In the Office: The Storms that Shouldn’t Surprise Us

One of the privileges of being a pastor is having the opportunity to be with individuals and families as they navigate some of life’s most joyful celebrations — and its most painful challenges. And while I am generally blown away by the strength and faith with which many people deal with the hard times, I do occasionally struggle with the question of how to encourage folks who have got it in their heads that being a Christian is supposed to exempt them from suffering.

Even a cursory reading of the New Testament, it seems to me, makes it clear that the storms of life shouldn’t surprise us. Jesus himself once said, “In this world, you will have trouble” (John 16:33). In today’s New Testament lesson, the Apostle Paul “strengthened and encouraged” the disciples in his newly-planted churches by telling them, “We must go through many hardships to enter the kingdom of God” (Acts 14:21-22). And in the well-known story from today’s gospel lesson (Mark 4:35-41), Jesus doesn’t prevent his disciples from encountering a storm; instead, he challenges them to trust his presence in it.

You’ve heard that story, no doubt. Jesus and the Twelve are crossing a lake when a violent squall comes up that threatens to swamp their boat. But as the disciples begin to panic, Jesus remains asleep. So they wake him and cry out: “Teacher, don’t you care if we drown?” (v. 38) And at times, that’s our question, too…isn’t it? “Teacher, don’t you care that my finances are falling apart, or my child is sick, or my spouse is dying, or my once-healthy body is suddenly falling apart?”

In the gospel story, Jesus responds by getting up, rebuking the waves, and returning the sea to its customary calm. However, we need to be careful, I think, about interpreting this to mean that if we just cry out Jesus will bring a speedy end to our trials. After all, he doesn’t tell his disciples, “Chill out! I’ll fix everything!” Instead, he asks them, “Why are you so afraid? Do you still have no faith?” (v. 40) In other words, he invites them to realize — that even as the storm rages around them — he is still with them and will not leave them forsaken.

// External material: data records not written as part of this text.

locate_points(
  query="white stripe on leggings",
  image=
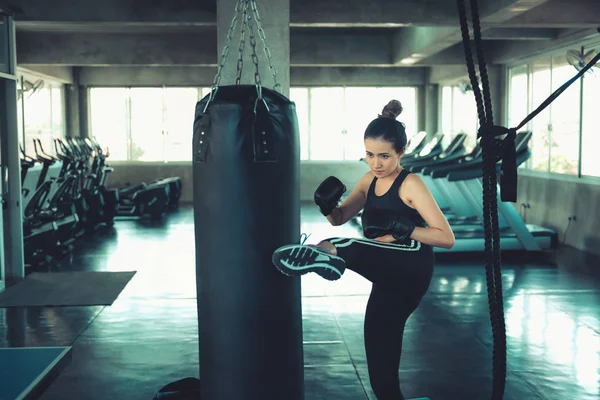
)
(345, 242)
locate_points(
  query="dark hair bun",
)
(392, 109)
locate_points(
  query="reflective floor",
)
(148, 337)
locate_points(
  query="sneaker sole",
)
(296, 260)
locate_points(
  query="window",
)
(540, 126)
(145, 124)
(332, 120)
(564, 148)
(459, 114)
(590, 165)
(155, 124)
(565, 129)
(40, 110)
(517, 102)
(109, 120)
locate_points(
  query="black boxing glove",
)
(381, 222)
(328, 194)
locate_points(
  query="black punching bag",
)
(246, 204)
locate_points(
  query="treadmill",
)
(466, 177)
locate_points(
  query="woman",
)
(401, 222)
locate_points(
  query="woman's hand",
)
(386, 239)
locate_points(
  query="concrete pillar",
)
(72, 110)
(432, 96)
(10, 156)
(84, 111)
(275, 19)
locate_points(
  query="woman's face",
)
(381, 157)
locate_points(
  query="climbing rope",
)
(497, 143)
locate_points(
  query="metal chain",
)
(215, 85)
(246, 23)
(257, 79)
(263, 37)
(240, 65)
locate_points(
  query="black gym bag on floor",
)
(183, 389)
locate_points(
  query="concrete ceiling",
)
(324, 33)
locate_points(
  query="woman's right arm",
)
(353, 203)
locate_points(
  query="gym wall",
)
(552, 199)
(312, 173)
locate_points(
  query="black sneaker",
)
(299, 259)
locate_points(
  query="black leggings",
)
(401, 274)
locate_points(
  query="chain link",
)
(263, 37)
(246, 24)
(240, 65)
(217, 80)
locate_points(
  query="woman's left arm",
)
(439, 233)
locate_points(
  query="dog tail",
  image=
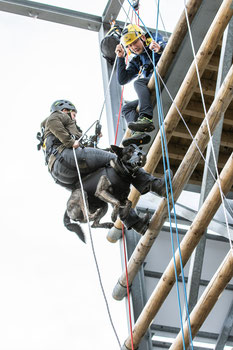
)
(74, 227)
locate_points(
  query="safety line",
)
(93, 249)
(172, 197)
(123, 235)
(128, 292)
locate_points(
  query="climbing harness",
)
(109, 43)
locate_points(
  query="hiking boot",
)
(142, 124)
(142, 225)
(158, 185)
(137, 138)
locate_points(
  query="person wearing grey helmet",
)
(62, 135)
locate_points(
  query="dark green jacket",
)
(64, 128)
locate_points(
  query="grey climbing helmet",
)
(59, 105)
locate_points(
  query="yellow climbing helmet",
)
(131, 33)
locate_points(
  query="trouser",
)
(91, 159)
(144, 97)
(129, 110)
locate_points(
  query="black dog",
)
(110, 184)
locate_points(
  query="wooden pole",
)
(206, 302)
(186, 90)
(187, 166)
(187, 246)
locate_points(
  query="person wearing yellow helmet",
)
(141, 46)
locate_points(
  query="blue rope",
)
(166, 160)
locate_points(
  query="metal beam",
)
(112, 10)
(226, 330)
(52, 14)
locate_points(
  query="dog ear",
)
(74, 227)
(118, 150)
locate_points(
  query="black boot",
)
(142, 124)
(142, 225)
(137, 138)
(158, 185)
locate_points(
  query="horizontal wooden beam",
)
(220, 104)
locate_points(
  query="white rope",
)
(210, 136)
(93, 249)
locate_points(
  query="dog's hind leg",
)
(76, 207)
(102, 211)
(103, 192)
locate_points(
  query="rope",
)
(93, 250)
(128, 292)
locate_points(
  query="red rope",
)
(127, 283)
(119, 114)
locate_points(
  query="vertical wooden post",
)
(188, 244)
(206, 302)
(191, 159)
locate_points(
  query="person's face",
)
(137, 46)
(72, 113)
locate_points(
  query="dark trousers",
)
(144, 102)
(89, 160)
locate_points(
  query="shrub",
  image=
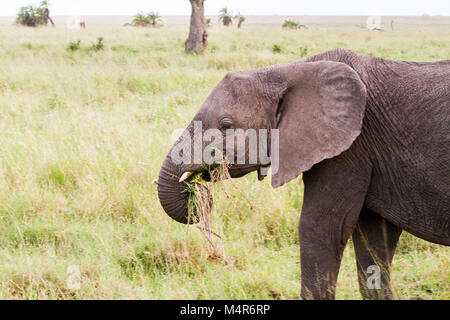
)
(289, 24)
(144, 20)
(33, 16)
(74, 45)
(276, 48)
(99, 45)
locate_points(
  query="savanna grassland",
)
(83, 134)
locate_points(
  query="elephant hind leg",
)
(375, 240)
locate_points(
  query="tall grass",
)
(84, 132)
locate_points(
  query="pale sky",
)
(246, 7)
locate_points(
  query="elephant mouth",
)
(215, 174)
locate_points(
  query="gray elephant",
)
(372, 139)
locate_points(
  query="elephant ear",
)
(319, 114)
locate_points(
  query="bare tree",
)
(198, 36)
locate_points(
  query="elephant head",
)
(315, 109)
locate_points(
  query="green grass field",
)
(83, 134)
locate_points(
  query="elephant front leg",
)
(375, 240)
(334, 196)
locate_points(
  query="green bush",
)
(276, 48)
(144, 20)
(289, 24)
(99, 45)
(74, 45)
(33, 16)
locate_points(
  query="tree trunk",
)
(198, 36)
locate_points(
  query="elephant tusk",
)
(185, 175)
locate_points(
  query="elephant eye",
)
(225, 124)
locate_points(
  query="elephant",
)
(371, 138)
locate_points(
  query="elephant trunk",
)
(173, 195)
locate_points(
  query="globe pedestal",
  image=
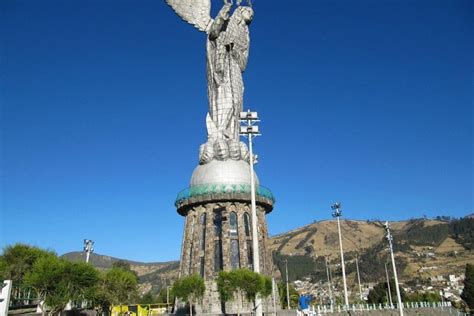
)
(217, 233)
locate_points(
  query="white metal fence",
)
(328, 309)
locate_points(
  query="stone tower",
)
(217, 234)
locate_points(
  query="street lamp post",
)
(358, 279)
(397, 287)
(250, 130)
(329, 284)
(337, 213)
(88, 248)
(388, 287)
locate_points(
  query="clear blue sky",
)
(103, 109)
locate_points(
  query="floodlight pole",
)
(329, 284)
(250, 130)
(287, 286)
(388, 287)
(337, 213)
(358, 278)
(88, 248)
(397, 287)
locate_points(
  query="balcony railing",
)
(208, 189)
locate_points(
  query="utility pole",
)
(250, 130)
(88, 248)
(287, 285)
(338, 213)
(329, 283)
(358, 278)
(388, 286)
(397, 287)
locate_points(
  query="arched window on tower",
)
(234, 241)
(247, 224)
(248, 238)
(217, 221)
(202, 241)
(233, 224)
(191, 246)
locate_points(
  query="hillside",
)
(152, 276)
(423, 248)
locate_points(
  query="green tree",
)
(147, 298)
(57, 281)
(468, 292)
(17, 260)
(244, 282)
(189, 289)
(164, 295)
(294, 296)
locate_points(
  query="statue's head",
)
(244, 152)
(206, 153)
(221, 149)
(234, 149)
(246, 13)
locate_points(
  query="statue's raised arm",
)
(228, 44)
(195, 12)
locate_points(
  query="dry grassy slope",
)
(152, 276)
(324, 238)
(321, 239)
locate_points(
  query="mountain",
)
(152, 276)
(423, 248)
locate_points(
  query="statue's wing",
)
(195, 12)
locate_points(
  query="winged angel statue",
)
(227, 53)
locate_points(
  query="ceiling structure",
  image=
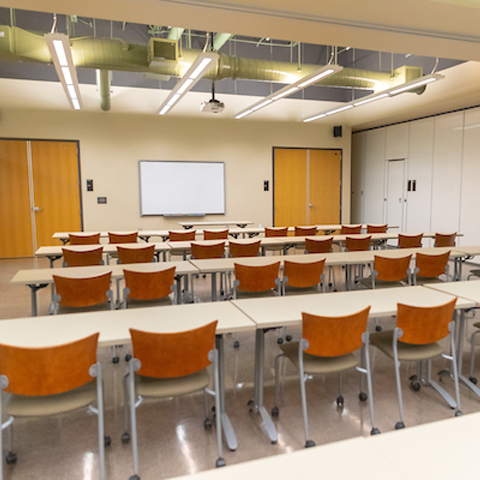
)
(425, 32)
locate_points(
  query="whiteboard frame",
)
(197, 214)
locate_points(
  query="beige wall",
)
(112, 144)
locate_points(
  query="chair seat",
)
(406, 351)
(314, 364)
(170, 387)
(30, 406)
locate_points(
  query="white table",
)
(287, 311)
(114, 327)
(42, 277)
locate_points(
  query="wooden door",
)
(56, 189)
(325, 173)
(15, 221)
(290, 186)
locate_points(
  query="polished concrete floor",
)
(172, 439)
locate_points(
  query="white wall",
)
(443, 156)
(112, 144)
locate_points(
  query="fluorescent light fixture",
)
(300, 84)
(195, 72)
(59, 46)
(389, 92)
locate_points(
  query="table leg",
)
(226, 424)
(259, 365)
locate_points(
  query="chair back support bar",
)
(48, 371)
(170, 355)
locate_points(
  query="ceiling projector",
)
(212, 106)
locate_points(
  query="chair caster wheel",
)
(207, 424)
(11, 458)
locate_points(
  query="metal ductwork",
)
(115, 54)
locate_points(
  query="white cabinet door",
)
(470, 197)
(447, 173)
(374, 176)
(420, 166)
(358, 176)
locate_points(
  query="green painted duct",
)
(115, 54)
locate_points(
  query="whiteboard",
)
(181, 188)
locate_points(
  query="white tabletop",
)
(283, 311)
(114, 325)
(45, 275)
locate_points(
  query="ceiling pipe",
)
(104, 78)
(115, 54)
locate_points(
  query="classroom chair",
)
(350, 229)
(136, 255)
(168, 365)
(305, 231)
(215, 234)
(122, 237)
(322, 245)
(72, 258)
(445, 239)
(415, 338)
(409, 241)
(428, 268)
(51, 381)
(149, 288)
(327, 346)
(84, 239)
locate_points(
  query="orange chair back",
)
(391, 269)
(431, 265)
(423, 325)
(171, 355)
(256, 278)
(303, 274)
(377, 228)
(350, 229)
(208, 251)
(322, 245)
(149, 285)
(86, 258)
(181, 236)
(305, 231)
(238, 250)
(409, 241)
(48, 371)
(215, 234)
(122, 238)
(136, 255)
(445, 240)
(82, 292)
(353, 244)
(84, 239)
(276, 232)
(334, 336)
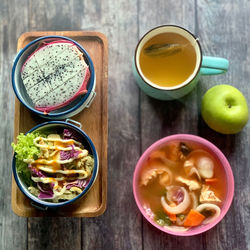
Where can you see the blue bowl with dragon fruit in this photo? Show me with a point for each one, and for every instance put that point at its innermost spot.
(54, 77)
(54, 164)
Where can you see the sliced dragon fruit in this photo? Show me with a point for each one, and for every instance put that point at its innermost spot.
(54, 75)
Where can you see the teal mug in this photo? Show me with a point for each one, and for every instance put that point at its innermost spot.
(204, 65)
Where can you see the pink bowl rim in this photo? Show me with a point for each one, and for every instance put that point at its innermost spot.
(221, 158)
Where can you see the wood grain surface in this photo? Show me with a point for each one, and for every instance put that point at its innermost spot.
(135, 120)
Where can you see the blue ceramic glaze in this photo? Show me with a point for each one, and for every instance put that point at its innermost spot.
(49, 205)
(76, 106)
(205, 65)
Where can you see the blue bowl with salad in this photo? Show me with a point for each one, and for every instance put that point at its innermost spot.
(54, 164)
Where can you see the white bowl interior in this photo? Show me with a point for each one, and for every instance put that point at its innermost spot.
(20, 88)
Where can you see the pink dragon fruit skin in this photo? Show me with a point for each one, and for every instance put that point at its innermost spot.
(43, 78)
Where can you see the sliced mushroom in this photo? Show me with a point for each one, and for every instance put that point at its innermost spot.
(208, 195)
(181, 207)
(209, 207)
(190, 168)
(192, 184)
(194, 199)
(165, 174)
(205, 167)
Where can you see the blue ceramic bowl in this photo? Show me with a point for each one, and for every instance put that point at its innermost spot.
(68, 111)
(88, 144)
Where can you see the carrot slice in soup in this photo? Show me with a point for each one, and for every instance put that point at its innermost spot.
(172, 217)
(194, 218)
(210, 181)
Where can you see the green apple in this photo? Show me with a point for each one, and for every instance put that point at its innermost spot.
(224, 109)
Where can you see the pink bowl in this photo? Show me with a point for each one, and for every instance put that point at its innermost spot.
(216, 152)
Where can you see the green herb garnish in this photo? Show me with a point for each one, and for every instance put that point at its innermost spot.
(25, 149)
(162, 219)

I think that the words of a song by Ryan Stephenson say it pretty well:

In the eye of the storm, You remain in control
In the middle of the war, You guard my soul
You alone are the anchor, when my sails are torn
Your love surrounds me in the eye of the storm

Eye of the Storm

It’s my sincere desire that our ways would be clear and “storm-free” today. But even if they’re not, my deeper prayer is that we would trust Christ’s presence in the midst of our storms -— and would discover that his love is abundantly able to sustain us.